Mazatlán, 9 mai 2013
António nous sert de la limo au resto du bout de la rue. La rue de la mer. Il a fallu 16 heures de bus et trois checkpoints militaires pour arriver là, les cuisses blanches dans nos shorts. Le soleil délie les nœuds du voyage, mais pas seulement ceux-là. Mazatlán, la ville endormie sur le flanc, en cuillère avec la mer. Et moi aussi, je suis venue pour dormir en cuillère avec la mer.
La marée monte, avec elle l'eau froide des bas-fonds que chauffe le puissant soleil. Et nos cuisses blanches dans nos shorts. On ne dit pas grand-chose à table, mais y a consensus sur les crevettes dans l'assiette de Fann.
On marche jusqu'au terminus du bateau qui nous fera rejoindre la Baja. Entre les trucks et leurs chargements, au bout du grand parking de poussière, on achète nos billets dans le kiosque climatisé. Demain la mer, les baleines, peut-être. Please, les baleines.

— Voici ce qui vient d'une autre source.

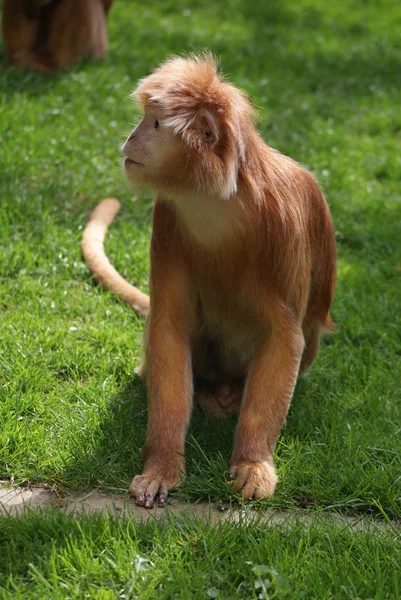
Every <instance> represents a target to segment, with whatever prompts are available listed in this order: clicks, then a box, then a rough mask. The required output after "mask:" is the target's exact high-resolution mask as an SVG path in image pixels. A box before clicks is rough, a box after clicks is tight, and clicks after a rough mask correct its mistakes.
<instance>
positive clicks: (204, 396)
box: [195, 385, 243, 417]
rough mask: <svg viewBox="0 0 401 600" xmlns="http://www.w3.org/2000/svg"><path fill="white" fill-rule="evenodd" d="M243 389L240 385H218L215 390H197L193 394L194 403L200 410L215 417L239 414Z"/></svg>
mask: <svg viewBox="0 0 401 600" xmlns="http://www.w3.org/2000/svg"><path fill="white" fill-rule="evenodd" d="M242 392H243V388H242V386H240V385H220V386H219V387H217V389H216V390H213V391H208V390H199V391H197V392H196V393H195V399H196V402H197V404H198V406H199V408H201V409H202V410H207V411H208V412H210V413H211V414H212V415H214V416H215V417H224V416H225V415H228V414H230V413H234V414H236V415H238V414H239V411H240V407H241V399H242Z"/></svg>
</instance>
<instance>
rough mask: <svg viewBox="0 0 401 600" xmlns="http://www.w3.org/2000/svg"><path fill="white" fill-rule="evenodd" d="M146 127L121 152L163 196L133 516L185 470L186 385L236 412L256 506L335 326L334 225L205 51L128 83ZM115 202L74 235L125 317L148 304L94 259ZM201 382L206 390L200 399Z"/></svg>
mask: <svg viewBox="0 0 401 600" xmlns="http://www.w3.org/2000/svg"><path fill="white" fill-rule="evenodd" d="M134 95H135V96H136V98H138V99H139V100H140V102H141V104H142V106H143V110H144V117H143V119H142V121H141V122H140V123H139V125H138V126H137V127H136V128H135V129H134V130H133V131H132V133H131V134H130V136H129V137H128V139H127V141H126V142H125V145H124V147H123V152H124V154H125V156H126V159H125V169H126V172H127V174H128V177H129V179H130V180H131V181H132V182H133V183H134V184H136V185H150V186H152V187H153V188H155V189H156V190H157V192H158V196H157V198H156V201H155V206H154V211H153V235H152V243H151V273H150V310H149V315H148V319H147V328H146V336H145V362H144V365H143V369H142V373H143V375H144V376H146V380H147V386H148V431H147V437H146V443H145V446H144V450H143V457H144V461H145V466H144V471H143V474H142V475H139V476H136V477H135V478H134V479H133V481H132V484H131V486H130V492H131V494H133V495H134V496H135V497H136V499H137V503H138V504H139V505H142V506H145V507H146V508H151V507H152V506H153V504H154V500H155V496H157V495H158V502H159V505H161V506H162V505H164V504H165V503H166V501H167V492H168V489H169V488H171V487H172V486H175V485H177V484H178V483H179V481H180V478H182V477H183V475H184V474H185V460H184V441H185V434H186V431H187V427H188V423H189V420H190V415H191V409H192V400H193V392H194V389H193V386H194V383H195V395H197V396H198V400H199V401H200V404H201V405H204V406H206V408H207V407H209V408H210V407H211V406H212V404H213V402H214V404H215V407H217V408H218V409H220V410H224V409H226V410H234V409H238V408H239V409H240V410H239V420H238V426H237V431H236V436H235V442H234V449H233V453H232V458H231V469H230V476H231V479H232V483H233V486H234V489H235V490H236V491H237V492H240V493H241V494H242V496H243V497H244V498H253V497H255V498H267V497H269V496H271V495H272V494H273V492H274V489H275V487H276V483H277V476H276V472H275V468H274V464H273V453H274V449H275V446H276V442H277V438H278V435H279V432H280V429H281V427H282V425H283V423H284V421H285V418H286V414H287V411H288V407H289V405H290V402H291V397H292V394H293V391H294V387H295V383H296V380H297V376H298V374H300V373H303V372H304V371H305V370H306V369H307V368H308V367H309V366H310V365H311V364H312V362H313V361H314V359H315V357H316V354H317V351H318V346H319V337H320V334H321V332H322V331H324V330H329V329H331V328H332V326H333V324H332V320H331V318H330V314H329V311H330V306H331V303H332V299H333V294H334V287H335V278H336V248H335V237H334V230H333V223H332V220H331V216H330V211H329V207H328V206H327V204H326V202H325V199H324V197H323V194H322V192H321V190H320V188H319V186H318V184H317V182H316V181H315V179H314V178H313V176H312V175H311V174H310V173H309V172H308V171H306V170H305V169H304V168H303V167H301V166H300V165H299V164H298V163H296V162H295V161H293V160H292V159H291V158H288V157H286V156H283V155H282V154H280V153H279V152H277V151H276V150H274V149H272V148H270V147H269V146H267V145H266V144H265V143H264V142H263V140H262V139H261V137H260V136H259V134H258V133H257V131H256V130H255V128H254V126H253V124H252V117H253V116H254V111H253V109H252V106H251V105H250V103H249V101H248V100H247V98H246V97H245V95H244V94H243V93H242V92H241V91H240V90H239V89H237V88H236V87H234V86H233V85H231V84H229V83H227V82H226V81H225V80H224V79H223V78H222V76H221V75H220V74H218V72H217V70H216V63H215V61H214V59H213V57H212V56H211V55H209V54H206V55H202V56H198V57H197V56H192V57H189V58H173V59H170V60H167V61H166V62H165V63H163V64H162V65H161V66H160V67H159V68H158V69H156V70H155V72H154V73H153V74H151V75H149V76H148V77H145V78H144V79H143V80H142V81H140V82H139V85H138V87H137V89H136V91H135V93H134ZM116 210H118V203H117V202H116V201H115V200H114V201H113V200H105V201H103V203H101V204H100V205H99V207H98V208H97V209H96V211H95V213H94V215H93V217H92V220H91V221H90V223H89V225H88V229H87V230H86V232H85V234H84V240H83V251H84V256H85V258H86V259H87V261H88V263H89V265H90V267H91V269H92V271H93V272H94V274H95V276H96V277H97V278H98V279H99V280H100V281H101V282H103V284H104V285H105V286H106V287H108V288H112V289H115V290H117V291H119V292H120V294H121V295H122V296H123V297H124V298H125V299H126V300H128V301H129V302H130V303H131V304H132V305H133V306H134V308H135V309H136V310H137V311H139V312H141V313H146V312H147V311H148V309H149V299H148V297H147V296H144V295H143V294H141V293H140V292H139V290H137V289H136V288H134V287H132V286H129V285H128V284H127V283H126V282H124V280H123V279H122V278H119V276H118V274H117V273H116V271H114V269H113V267H111V265H110V263H109V262H108V261H107V258H106V257H105V255H104V253H103V239H104V234H105V231H106V229H107V225H108V224H109V223H110V222H111V220H112V219H113V217H114V214H115V212H116ZM199 380H201V381H202V380H203V381H206V386H205V385H204V386H203V387H202V386H201V387H199V388H196V384H197V382H198V381H199Z"/></svg>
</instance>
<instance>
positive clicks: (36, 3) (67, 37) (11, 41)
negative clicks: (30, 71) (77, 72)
mask: <svg viewBox="0 0 401 600" xmlns="http://www.w3.org/2000/svg"><path fill="white" fill-rule="evenodd" d="M112 1H113V0H4V3H3V34H4V38H5V52H6V56H7V58H8V60H10V61H12V62H15V63H16V64H18V65H20V66H24V67H32V68H34V69H36V70H38V71H42V72H45V73H52V72H54V71H55V70H56V69H58V68H69V67H72V66H73V65H74V64H75V63H76V62H77V61H78V60H79V59H80V58H82V57H84V56H93V57H94V58H103V57H104V56H105V55H106V54H107V29H106V15H107V12H108V11H109V9H110V6H111V4H112Z"/></svg>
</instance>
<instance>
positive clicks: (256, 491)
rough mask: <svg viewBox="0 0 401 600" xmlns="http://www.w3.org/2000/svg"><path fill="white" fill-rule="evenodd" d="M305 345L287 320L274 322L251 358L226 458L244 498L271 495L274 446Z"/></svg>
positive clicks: (282, 423) (239, 489)
mask: <svg viewBox="0 0 401 600" xmlns="http://www.w3.org/2000/svg"><path fill="white" fill-rule="evenodd" d="M303 347H304V341H303V335H302V331H301V329H300V328H298V327H296V325H295V324H294V323H292V322H291V320H289V321H287V320H282V322H281V323H280V322H279V323H275V324H274V329H273V332H272V334H271V336H270V337H269V339H268V340H265V342H264V343H263V344H262V346H261V347H260V349H259V351H258V352H257V354H256V356H255V357H254V359H253V362H252V363H251V366H250V370H249V374H248V378H247V382H246V386H245V392H244V400H243V404H242V407H241V413H240V417H239V421H238V427H237V432H236V439H235V444H234V450H233V455H232V459H231V469H230V477H231V479H233V487H234V489H235V491H237V492H240V493H241V494H242V496H243V497H244V498H246V499H250V498H253V497H255V498H268V497H270V496H272V495H273V493H274V490H275V487H276V484H277V475H276V471H275V468H274V463H273V452H274V448H275V446H276V442H277V438H278V435H279V433H280V429H281V427H282V425H283V423H284V421H285V417H286V414H287V411H288V407H289V405H290V402H291V398H292V394H293V391H294V387H295V383H296V379H297V375H298V370H299V364H300V360H301V356H302V350H303Z"/></svg>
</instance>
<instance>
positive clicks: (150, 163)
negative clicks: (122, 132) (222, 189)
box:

Mazatlán, plantée au bout du Sinaloa déchiqueté par les cartels, comme les nuages effilochés qui le couvrent. La violence d'un pays qui somnole, mais qui se réveille de temps à autre pour se venger, baiser sa femme et boire un coup. La douloureuse beauté de cette autre Amérique.
La douloureuse bonté d'António, roi de la limo.
Môtel de bord de mer pour dormir en cuillère. 1000 checkpoints plus tard. 1000 checkpoints avant d'arriver chez nous. Enfin.